He hung up his receiver and went out, finding Bucephalus still at work on the wagon.

“Did yo’ catch him, sah?” asked the man. “Werry conwenient little instrament, dat tullyphome, ain’t it? Werry myster’ous, too. Just think o’ hearin’ a man talkin’ a mile or two away, an’ yo’ unnerstan’ him as plain like he was right cluss up.”

“Yes, there is a bit of mystery about it, Buck,” laughed Jack, who had ideas of his own which he did not care to tell to any one else at the moment.

“There is a switch that those fellows have got on,” he said to himself, “and I was not talking to the station any more than I was talking to the President of the United States. Well, there’ll be a little fun in this, and I don’t mind taking the risk.”

Jack had gotten the idea that Herring was on another branch of the Academy telephone, and that the story of the express package was a fiction, meant to mislead him.

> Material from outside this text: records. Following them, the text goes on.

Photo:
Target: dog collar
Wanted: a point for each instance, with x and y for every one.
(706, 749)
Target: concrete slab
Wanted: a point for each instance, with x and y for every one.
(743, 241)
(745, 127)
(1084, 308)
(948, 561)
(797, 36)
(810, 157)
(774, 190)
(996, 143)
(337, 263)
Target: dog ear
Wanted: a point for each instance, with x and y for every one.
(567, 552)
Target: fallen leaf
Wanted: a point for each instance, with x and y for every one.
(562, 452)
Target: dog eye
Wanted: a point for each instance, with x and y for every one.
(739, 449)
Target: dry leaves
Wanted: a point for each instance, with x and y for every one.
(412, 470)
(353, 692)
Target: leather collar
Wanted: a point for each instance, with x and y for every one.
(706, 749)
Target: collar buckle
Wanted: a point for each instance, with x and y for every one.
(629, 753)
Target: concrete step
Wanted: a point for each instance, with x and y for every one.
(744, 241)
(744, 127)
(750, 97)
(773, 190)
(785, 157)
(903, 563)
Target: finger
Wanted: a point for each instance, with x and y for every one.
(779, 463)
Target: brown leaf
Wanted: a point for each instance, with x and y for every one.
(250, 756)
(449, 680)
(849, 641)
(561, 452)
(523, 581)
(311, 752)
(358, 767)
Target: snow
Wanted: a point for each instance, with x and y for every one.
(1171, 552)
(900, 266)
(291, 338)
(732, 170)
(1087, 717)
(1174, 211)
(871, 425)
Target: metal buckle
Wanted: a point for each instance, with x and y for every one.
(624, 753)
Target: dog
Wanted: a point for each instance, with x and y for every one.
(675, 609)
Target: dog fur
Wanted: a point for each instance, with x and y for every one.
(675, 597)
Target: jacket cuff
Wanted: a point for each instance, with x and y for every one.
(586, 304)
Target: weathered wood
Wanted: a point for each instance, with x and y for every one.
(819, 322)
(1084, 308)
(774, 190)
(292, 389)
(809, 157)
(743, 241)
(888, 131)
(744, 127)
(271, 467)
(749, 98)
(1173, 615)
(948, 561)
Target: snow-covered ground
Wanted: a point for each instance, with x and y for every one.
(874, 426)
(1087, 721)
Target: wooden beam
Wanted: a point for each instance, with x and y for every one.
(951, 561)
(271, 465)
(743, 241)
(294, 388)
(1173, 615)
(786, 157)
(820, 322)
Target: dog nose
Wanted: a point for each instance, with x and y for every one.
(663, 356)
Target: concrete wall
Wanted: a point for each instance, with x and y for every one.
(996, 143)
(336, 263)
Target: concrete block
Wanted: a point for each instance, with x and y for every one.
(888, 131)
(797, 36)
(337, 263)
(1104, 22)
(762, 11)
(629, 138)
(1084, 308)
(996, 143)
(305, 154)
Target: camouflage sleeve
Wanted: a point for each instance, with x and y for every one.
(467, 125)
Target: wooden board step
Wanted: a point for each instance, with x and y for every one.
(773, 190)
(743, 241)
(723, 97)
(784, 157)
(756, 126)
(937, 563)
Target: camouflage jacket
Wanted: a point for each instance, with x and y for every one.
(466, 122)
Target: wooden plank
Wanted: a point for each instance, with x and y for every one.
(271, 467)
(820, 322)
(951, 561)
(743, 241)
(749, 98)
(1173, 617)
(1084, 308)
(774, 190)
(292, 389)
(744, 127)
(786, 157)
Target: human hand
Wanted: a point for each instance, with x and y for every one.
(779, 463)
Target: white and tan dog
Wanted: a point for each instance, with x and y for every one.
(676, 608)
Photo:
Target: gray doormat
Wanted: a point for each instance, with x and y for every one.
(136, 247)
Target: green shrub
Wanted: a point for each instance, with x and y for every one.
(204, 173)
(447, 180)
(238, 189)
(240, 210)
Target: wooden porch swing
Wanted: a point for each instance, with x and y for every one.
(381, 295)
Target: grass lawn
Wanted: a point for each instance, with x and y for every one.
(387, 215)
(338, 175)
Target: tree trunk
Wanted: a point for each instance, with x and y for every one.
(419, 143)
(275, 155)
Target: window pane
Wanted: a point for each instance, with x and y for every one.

He knew enough of such characters as Herring’s to satisfy himself that the bully would not rest at one attempt to make trouble, but would try again as soon as convenient.

“If that was not Herring on the wire, I never heard him speak,” he said to himself as he ran off toward the house and then to the dormitories.

He was not upstairs more than a minute and then he appeared at the front of the Academy and set off down the road at a good pace.

When he had gone far enough to be out of sight of the building, he took a cut through the woods as directed by the supposed Jones at the little station below.

He walked with both hands in his side jacket pockets, and seemed absolutely carefree and happy, but he had his wits about him, nevertheless.